-1

I have been sifting across the internet for long and stack overflow in particular. But, I do not seem to find a regex explanation to find multiple intersecting / non-intersecting sub strings:

Suppose my original string is:
aabcdacdacdfghcdacds
and the sub string to be fetched is:
cdacd
and I wish to find intersecting or non-intersecting sub strings as groups
This means I want the regex for three groups from the original string:
group 1: (cdacd)
group 2: (cdacd)
group 3: (cdacd)
Notice that cdacd for group 1 and group2 in aabcdacdacdfghcdacds have an intersecting cd.
Please advise.

  • Please state your actual problem.

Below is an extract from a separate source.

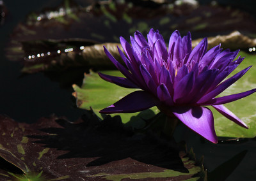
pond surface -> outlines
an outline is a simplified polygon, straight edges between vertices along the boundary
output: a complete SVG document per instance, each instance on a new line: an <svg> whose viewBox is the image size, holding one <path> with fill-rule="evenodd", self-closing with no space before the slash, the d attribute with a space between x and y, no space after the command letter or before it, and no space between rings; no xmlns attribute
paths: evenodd
<svg viewBox="0 0 256 181"><path fill-rule="evenodd" d="M22 65L11 62L6 57L5 48L10 40L10 34L17 24L24 22L31 11L54 7L61 1L4 1L8 13L4 23L0 27L0 113L16 121L35 122L39 118L52 113L74 121L84 113L83 110L76 108L71 87L72 83L82 83L83 74L74 82L63 85L58 82L58 78L54 78L60 76L57 73L52 73L51 76L46 76L44 73L22 75L20 73ZM251 3L246 1L248 1ZM248 5L243 7L248 10ZM182 126L178 127L175 136L177 141L186 141L188 150L193 147L197 159L204 156L204 165L208 172L208 180L256 180L255 138L220 141L214 145L202 140Z"/></svg>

If you are doing log parsing, show actual data from your log and how it requires finding intersecting matches. (If you need to anonymise IPs or other relevant content, do so, as long as the problem remains recognisable). Your current description is a bit too abstract to show which approach would be best suited. – Amadan Jan 24 '17 at 05:32
  • Google -> Search "python overlapping regex" -> Top result. – Wiktor Stribiżew Jan 24 '17 at 08:02
  • @WiktorStribiżew Please see my question's edit. I want the regex to process the pattern as groups. I do not want to use findall() from python. This is more of a REGEX question rather than a python question. Merely because I am using the regex with python does not render my stance lesser. – vedlociraptor Jan 24 '17 at 09:08
  • I do not see any difference. Please explain your problem in the question. SHOUTING in the title is not a good idea (I am OK with it, but usually it is frowned upon). – Wiktor Stribiżew Jan 24 '17 at 09:12
  • That is not shouting sire @WiktorStribiżew. Please check. 1. The question that you have appended as the one for which mine may be duplicate does not process it in the regex. 2. It does not return OVERLAPPING patterns as GROUPS. (IF YOU WOULD HAVE READ MY QUESTION IN ENTIRETY YOU WOULD HAVE KNOWN WHAT I WANT!) 3. WHAT IT RETURNS IS ALL POSSIBLE SUB STRINGS OF SPECIFIED LENGTH! – vedlociraptor Jan 24 '17 at 09:17
  • And that *is* shouting. – Jongware Jan 24 '17 at 09:24
  • @RadLexus Can you please assess the difference in the question as suggested ? – vedlociraptor Jan 24 '17 at 09:45

1 Answers1

1

try it like this:

In [1]: import re
In [2]: re.findall('(?=(cdacd))', 'aabcdacdacdfghcdacds')
Out[2]: ['cdacd', 'cdacd', 'cdacd']

from python docs (search for ?=):

Matches if ... matches next, but doesn’t consume any of the string. This is called a lookahead assertion. For example, Isaac (?=Asimov) will match 'Isaac ' only if it’s followed by 'Asimov'.

ShmulikA
  • 3,468
  • 3
  • 25
  • 40